Putin talks Trump, Musk: Five things to know about the address

Russian President Vladimir Putin addressed the country’s Eastern Economic Forum Tuesday and used the opportunity to comment on a bevy of topics from former President’s Trump 2024 chances to Elon Musk to the 2024 Olympics.

Here’s what you need to know from his speech.

Putin backing Trump “witch hunt” claims

Putin came to the defense of former President Trump and his legal troubles, saying the charges against him are politically motivated and signal the “rottenness” of the U.S. political system.

“Everything that’s happening with Trump is politically motivated persecution of one’s political rival, that’s what it is,” Putin said. “And it’s being done before the eyes of the U.S. public and the whole world. They’ve simply exposed their internal problems.”

But he also sees no changes on the horizon for U.S.-Russia relations, no matter the outcome of the 2024 election.

“There will be no fundamental changes in the Russian direction in U.S. foreign policy, no matter who is elected president,” he said. “The U.S. authorities perceive Russia as an existential enemy.”

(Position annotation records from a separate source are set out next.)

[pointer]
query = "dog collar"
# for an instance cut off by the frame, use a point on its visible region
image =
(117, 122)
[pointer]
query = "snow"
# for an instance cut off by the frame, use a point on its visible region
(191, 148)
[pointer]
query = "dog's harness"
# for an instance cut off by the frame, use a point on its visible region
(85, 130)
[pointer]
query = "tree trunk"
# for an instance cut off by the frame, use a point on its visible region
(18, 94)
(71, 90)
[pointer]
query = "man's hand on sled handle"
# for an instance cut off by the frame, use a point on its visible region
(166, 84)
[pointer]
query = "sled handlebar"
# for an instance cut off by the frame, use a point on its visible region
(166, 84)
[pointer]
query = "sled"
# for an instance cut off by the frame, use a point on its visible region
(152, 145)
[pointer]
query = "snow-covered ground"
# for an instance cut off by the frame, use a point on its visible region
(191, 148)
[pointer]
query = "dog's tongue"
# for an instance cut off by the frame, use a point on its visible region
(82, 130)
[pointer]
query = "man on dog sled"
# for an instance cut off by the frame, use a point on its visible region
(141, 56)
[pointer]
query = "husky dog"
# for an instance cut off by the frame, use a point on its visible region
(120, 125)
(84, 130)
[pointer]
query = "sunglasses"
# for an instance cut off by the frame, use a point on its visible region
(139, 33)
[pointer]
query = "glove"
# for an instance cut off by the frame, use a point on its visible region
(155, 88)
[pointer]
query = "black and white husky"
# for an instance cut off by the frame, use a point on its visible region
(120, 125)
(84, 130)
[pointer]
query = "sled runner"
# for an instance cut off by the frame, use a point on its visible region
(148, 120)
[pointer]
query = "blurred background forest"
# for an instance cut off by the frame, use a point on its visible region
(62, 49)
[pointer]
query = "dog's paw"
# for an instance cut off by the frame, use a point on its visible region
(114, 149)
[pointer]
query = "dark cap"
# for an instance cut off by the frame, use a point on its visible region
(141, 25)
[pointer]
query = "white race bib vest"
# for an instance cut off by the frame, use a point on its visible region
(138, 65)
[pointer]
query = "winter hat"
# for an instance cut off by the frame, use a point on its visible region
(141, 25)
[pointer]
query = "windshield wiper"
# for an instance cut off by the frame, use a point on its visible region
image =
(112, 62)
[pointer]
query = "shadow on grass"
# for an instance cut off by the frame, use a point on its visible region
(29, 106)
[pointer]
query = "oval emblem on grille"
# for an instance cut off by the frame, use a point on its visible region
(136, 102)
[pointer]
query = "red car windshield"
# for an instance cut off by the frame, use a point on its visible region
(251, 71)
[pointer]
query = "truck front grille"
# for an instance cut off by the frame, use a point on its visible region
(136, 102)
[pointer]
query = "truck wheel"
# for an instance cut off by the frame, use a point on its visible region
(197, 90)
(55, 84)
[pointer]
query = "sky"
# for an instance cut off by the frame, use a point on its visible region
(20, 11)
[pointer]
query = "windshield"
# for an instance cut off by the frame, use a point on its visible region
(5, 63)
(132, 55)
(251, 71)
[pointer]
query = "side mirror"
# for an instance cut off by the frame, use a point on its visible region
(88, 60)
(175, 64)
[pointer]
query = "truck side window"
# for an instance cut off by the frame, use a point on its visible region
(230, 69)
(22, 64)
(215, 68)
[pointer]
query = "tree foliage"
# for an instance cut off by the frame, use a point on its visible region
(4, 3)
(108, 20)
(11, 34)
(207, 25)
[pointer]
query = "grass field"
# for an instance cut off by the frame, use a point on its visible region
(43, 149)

Trump’s legal battles have filled his campaign schedule with court dates, but have not appeared to significantly hurt his chances at the GOP nomination for president. He remains the favorite for Republicans to take on Biden next November.

Elon Musk is “an outstanding person”

The Russian president had complimentary words for tech entrepreneur Elon Musk, who has come into controversy recently as excerpts of an upcoming biography confirmed that Musk limited Ukraine’s ability to use Starlink satellite internet during an offensive against Russian forces last year.

Putin called Musk “an outstanding person” and “an active, talented businessman,” though he did not directly refer to the Starlink controversy.

The incident has brought Musk criticism from senior Ukrainian government officials. Musk claimed he made the decision to limit Starlink access because he did not want to be responsible for the war’s consequences.

Ukraine peace talks not expected any time soon

Putin said he does not expect the war in Ukraine to end soon and signaled that he would not be in favor of a ceasefire that he said could help Ukraine recover and rearm its forces.

Any potential end to the war would require peace talks, which Ukraine has refused to hold, citing Russia’s rejection of its demands, including the cession of all formerly Ukrainian land back to Ukraine.

Once Ukraine is willing to propose different requirements, Putin said peace negotiations could be considered.

“Then we shall see,” he said.

Ukraine is in the midst of a counteroffensive in the country’s eastern region, which has reportedly broken through Russia’s initial lines in recent days. 

The war, which has now lasted for more than a year and a half, has destroyed countless villages and cities throughout eastern Ukraine and killed nearly 500,000 soldiers on both sides, the U.S. has estimated.

Military experts have estimated that there could be less than two months left before winter weather forces the fighting to stop for the year.

Russia’s alternative to the Olympics

Putin also used the stage to poke fun at the Olympics, which will hold its 2024 games in Paris next summer. 

Russia has been excluded from the Olympics in recent years due to doping scandals among its teams. Russian athletes competed under a neutral banner dubbed the “Russian Olympic Committee” in the 2020 and 2022 games.

Putin announced the return of the Friendship Games, a rival to the Olympics which was originally run in 1984 by the Soviet Union after Soviet-bloc states boycotted the 1984 Los Angeles Olympics. 

The new Friendship Games will be “within the BRICS framework,” Putin said, referring to the loose economic and diplomatic alliance between Brazil, Russia, India, China and South Africa.

The Russian alternative games will be held next fall, after the Paris Olympics, and will “kill today’s international structures,” Putin said.

He also took the opportunity to criticize the International Olympic Committee, which he said was bringing politics into a sporting event intended to unite countries.

“The International Olympic Committee itself, they are distorting the original idea of ​​Pierre de Coubertin — sport should be outside of politics. It should not divide, but unite people,“ he said.

Soviet intervention in Hungary, Czechoslovakia was a “mistake”

Putin also reflected on Soviet history, saying that military interventions during anti-Soviet unrest in Budapest and Prague during the heart of the Cold War were mistakes.

“We have long recognized that this element of Soviet policy was a mistake and led only to tensions in relations,” Putin said.

The 1956 Hungarian Uprising lasted just 12 days and ended when the Soviet Union invaded the country, killing an estimated 3,000 civilians. The 1968 Prague Spring was a similar liberalization movement, which was crushed by military force a decade later.